None of this is to dismiss the need to take my religion seriously. Hell, Muslims even take seriously the need to be serious: Islam has a teaching against "excessive laughter". I'm not joking. But does this mean that we should cry "blasphemy" over less-than-flattering depictions of the Prophet Muhammad? God, no.
For one thing, the Koran notes that there will always be non-believers and that it's for Allah, not Muslims, to deal with them. It also says there is "no compulsion in religion" - which suggests that no one should be forced to treat Islamic norms as sacred.

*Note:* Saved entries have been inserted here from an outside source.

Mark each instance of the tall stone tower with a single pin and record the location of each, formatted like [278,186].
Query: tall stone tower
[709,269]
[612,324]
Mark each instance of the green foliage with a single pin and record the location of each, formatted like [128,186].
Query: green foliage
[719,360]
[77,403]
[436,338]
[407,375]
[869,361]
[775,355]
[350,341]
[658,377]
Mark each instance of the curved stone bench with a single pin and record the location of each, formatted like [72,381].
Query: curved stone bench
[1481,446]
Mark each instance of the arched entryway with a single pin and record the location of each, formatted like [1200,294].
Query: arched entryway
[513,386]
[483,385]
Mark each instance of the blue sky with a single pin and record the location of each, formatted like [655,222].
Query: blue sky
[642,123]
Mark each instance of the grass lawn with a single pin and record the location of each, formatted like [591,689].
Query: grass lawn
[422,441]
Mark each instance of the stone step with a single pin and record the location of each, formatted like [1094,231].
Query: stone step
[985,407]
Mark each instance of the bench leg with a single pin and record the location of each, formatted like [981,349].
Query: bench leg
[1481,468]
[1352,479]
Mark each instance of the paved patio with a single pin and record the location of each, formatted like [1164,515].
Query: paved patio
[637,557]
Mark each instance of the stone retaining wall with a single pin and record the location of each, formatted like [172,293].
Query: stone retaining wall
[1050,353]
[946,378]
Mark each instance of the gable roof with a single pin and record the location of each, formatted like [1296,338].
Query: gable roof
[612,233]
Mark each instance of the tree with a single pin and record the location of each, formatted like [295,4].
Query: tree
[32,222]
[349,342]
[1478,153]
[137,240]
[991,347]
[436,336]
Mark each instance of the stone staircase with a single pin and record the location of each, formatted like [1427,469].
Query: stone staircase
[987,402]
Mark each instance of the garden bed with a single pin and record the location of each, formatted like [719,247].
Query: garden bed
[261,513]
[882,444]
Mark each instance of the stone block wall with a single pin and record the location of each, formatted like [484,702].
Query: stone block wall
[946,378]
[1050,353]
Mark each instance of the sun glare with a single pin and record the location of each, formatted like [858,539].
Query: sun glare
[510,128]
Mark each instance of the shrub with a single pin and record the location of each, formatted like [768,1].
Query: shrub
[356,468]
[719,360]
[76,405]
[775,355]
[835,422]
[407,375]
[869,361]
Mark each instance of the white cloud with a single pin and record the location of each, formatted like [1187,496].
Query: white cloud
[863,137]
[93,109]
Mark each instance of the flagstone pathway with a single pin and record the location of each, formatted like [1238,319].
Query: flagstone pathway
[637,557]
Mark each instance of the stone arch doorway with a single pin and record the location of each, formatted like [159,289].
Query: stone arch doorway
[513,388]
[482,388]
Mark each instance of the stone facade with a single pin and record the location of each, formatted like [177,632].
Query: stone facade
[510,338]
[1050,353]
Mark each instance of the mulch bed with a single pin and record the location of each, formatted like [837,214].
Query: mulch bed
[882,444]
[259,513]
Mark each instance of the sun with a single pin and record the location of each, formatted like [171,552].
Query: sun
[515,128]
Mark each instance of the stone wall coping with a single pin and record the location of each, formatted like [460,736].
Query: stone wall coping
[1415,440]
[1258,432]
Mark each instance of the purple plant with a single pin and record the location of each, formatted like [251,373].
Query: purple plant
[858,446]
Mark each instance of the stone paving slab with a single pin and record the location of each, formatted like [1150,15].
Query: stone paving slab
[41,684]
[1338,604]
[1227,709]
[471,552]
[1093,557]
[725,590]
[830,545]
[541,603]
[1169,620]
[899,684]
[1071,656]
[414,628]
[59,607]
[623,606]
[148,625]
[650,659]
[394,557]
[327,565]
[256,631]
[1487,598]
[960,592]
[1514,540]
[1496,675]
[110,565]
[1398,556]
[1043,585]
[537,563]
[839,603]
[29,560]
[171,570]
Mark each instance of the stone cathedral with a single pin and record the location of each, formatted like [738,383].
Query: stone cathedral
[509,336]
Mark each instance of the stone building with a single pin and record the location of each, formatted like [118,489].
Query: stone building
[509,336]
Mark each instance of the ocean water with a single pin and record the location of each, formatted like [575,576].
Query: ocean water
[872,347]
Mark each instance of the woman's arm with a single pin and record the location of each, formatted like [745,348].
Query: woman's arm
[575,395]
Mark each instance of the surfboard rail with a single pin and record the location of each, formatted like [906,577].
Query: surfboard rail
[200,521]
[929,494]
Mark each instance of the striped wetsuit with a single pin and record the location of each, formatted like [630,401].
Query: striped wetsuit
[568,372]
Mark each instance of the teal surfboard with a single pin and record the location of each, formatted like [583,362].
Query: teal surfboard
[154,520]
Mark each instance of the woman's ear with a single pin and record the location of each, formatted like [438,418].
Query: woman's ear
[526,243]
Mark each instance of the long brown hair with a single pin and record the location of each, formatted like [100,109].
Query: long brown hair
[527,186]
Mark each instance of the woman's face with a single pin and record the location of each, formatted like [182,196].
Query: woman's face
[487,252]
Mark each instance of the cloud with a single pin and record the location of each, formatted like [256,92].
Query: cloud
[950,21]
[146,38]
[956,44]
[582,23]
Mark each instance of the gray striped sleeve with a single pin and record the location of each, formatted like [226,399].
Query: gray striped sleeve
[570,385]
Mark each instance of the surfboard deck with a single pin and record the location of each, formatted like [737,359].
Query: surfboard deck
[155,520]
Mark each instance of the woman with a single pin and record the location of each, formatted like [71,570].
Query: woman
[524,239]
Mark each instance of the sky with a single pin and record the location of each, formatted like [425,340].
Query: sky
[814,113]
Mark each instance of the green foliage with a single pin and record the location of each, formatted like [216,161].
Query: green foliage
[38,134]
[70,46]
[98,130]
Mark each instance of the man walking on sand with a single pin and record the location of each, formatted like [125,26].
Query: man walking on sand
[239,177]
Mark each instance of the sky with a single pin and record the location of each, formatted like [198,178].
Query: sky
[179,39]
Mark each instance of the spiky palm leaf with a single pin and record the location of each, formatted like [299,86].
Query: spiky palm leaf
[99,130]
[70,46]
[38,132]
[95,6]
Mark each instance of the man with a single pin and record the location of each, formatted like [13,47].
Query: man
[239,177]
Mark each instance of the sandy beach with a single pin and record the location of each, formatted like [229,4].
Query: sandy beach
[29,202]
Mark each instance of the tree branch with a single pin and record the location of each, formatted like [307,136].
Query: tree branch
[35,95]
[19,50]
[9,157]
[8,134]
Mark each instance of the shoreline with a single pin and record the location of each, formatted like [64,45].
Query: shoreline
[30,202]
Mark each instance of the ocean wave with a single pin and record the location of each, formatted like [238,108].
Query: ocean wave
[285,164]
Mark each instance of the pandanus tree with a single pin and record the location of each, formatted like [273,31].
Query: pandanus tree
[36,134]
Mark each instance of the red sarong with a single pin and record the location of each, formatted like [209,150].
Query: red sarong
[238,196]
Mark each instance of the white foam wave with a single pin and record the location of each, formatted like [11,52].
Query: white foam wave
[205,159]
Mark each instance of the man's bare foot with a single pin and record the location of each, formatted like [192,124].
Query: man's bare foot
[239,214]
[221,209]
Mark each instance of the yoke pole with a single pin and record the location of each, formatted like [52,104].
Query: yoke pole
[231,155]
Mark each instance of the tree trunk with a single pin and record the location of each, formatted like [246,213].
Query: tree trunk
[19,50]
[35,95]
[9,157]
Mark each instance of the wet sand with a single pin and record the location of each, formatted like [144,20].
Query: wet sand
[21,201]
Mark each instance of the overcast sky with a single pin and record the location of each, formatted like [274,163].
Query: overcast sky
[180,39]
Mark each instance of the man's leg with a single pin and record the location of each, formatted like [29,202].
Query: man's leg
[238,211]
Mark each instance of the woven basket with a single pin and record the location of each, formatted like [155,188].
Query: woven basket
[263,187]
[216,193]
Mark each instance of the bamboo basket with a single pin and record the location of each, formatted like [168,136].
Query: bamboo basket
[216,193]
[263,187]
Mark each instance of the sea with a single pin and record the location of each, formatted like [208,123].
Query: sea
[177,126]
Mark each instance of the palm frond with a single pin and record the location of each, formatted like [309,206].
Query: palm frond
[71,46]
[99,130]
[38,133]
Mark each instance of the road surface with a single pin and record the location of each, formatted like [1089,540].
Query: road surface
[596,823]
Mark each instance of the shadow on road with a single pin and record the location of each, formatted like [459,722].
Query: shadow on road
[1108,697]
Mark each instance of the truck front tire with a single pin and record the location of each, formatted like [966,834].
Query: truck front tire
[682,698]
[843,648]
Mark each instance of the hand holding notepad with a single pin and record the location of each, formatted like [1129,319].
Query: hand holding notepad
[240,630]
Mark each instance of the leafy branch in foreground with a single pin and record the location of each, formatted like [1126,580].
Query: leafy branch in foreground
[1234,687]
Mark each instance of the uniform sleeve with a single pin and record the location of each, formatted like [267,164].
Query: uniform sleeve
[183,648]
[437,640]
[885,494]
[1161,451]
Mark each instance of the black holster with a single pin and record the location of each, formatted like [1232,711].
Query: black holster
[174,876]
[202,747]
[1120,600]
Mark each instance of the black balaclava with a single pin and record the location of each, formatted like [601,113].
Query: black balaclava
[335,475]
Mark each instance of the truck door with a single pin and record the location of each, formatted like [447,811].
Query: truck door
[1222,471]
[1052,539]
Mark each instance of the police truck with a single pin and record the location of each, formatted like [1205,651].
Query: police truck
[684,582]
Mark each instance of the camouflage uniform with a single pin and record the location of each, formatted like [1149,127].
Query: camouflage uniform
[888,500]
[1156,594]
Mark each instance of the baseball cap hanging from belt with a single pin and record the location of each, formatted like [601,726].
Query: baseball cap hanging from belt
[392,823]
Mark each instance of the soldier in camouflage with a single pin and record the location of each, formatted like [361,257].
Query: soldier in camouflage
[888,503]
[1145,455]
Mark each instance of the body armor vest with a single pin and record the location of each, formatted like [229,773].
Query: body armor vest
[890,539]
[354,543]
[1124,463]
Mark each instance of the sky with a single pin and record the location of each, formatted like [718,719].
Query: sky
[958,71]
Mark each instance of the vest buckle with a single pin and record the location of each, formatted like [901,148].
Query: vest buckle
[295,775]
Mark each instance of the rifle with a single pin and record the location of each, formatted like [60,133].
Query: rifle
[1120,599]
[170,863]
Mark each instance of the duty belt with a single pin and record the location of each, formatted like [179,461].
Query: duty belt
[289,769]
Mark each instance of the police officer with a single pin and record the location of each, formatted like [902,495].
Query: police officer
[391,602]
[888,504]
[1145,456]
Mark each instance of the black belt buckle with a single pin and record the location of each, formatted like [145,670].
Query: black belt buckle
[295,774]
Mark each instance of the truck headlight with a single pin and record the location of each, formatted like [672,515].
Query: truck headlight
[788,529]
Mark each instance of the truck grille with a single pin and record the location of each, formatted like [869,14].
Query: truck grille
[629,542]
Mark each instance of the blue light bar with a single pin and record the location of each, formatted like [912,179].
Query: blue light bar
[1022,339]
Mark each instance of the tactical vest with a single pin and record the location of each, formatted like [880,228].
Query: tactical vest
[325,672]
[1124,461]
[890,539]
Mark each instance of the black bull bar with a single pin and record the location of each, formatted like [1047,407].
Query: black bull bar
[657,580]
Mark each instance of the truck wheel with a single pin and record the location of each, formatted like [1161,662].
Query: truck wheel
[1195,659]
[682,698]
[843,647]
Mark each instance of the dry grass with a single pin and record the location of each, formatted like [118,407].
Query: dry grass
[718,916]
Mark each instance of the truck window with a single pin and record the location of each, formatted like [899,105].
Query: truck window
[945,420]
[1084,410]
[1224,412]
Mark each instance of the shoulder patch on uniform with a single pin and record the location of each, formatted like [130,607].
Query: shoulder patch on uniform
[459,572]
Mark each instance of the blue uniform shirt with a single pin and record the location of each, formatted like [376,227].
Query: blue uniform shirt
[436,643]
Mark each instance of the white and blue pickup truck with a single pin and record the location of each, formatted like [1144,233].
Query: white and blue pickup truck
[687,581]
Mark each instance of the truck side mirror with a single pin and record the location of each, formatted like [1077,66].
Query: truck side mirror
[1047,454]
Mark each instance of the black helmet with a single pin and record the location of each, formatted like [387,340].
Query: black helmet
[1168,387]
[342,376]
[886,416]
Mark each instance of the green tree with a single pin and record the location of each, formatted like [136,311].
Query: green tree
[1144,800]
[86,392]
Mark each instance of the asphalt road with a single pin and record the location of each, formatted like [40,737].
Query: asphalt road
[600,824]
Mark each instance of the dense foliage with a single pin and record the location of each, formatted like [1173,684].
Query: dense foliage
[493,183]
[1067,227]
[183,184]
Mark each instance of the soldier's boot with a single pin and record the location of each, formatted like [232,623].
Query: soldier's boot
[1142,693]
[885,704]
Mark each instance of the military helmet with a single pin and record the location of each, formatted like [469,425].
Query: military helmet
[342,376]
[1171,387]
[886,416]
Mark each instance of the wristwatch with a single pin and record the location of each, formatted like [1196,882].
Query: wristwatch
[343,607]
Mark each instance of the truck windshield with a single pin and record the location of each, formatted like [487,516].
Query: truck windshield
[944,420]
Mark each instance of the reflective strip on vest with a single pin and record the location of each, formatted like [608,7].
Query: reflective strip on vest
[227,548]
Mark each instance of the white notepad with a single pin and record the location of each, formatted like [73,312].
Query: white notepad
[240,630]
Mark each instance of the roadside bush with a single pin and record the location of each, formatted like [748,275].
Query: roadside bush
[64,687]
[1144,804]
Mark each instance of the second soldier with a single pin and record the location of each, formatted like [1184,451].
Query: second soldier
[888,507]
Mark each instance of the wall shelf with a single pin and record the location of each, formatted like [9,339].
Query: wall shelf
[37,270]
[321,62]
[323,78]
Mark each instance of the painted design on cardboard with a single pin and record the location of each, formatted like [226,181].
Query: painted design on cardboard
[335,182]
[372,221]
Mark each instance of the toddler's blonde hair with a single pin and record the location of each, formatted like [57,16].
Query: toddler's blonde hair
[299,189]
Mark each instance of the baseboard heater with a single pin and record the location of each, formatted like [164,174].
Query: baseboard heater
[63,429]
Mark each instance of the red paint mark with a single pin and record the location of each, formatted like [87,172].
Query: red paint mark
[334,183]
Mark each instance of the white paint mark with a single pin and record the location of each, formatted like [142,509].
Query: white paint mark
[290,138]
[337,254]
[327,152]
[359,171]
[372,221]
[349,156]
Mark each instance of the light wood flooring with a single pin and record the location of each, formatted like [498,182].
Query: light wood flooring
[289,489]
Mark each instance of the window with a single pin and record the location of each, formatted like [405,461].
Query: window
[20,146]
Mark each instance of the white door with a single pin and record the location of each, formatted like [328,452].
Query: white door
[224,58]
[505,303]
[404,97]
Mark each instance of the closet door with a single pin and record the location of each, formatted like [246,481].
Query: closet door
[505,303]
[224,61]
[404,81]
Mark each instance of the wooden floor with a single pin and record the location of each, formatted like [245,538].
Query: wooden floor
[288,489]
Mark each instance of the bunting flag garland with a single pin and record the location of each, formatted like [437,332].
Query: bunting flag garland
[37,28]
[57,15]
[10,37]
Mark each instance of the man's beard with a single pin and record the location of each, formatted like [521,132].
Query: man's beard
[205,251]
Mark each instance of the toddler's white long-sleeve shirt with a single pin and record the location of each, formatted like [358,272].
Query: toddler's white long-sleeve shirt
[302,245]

Fine, many Muslims will retort, but we are talking about the Prophet Muhammad - Allah's final and therefore perfect messenger. However, Islamic tradition holds that the Prophet was a human who made mistakes. This is how we know about the so-called Satanic Verses, idolatrous passages that he retracted from the Koran, blaming a trick played on him by Satan.
When Muslims put the Prophet on a pedestal, we engage in idolatry of our own. The point of monotheism is to worship one God, not one of God's emissaries. Which is why humility requires people of faith to mock themselves - and each other - every once in a while.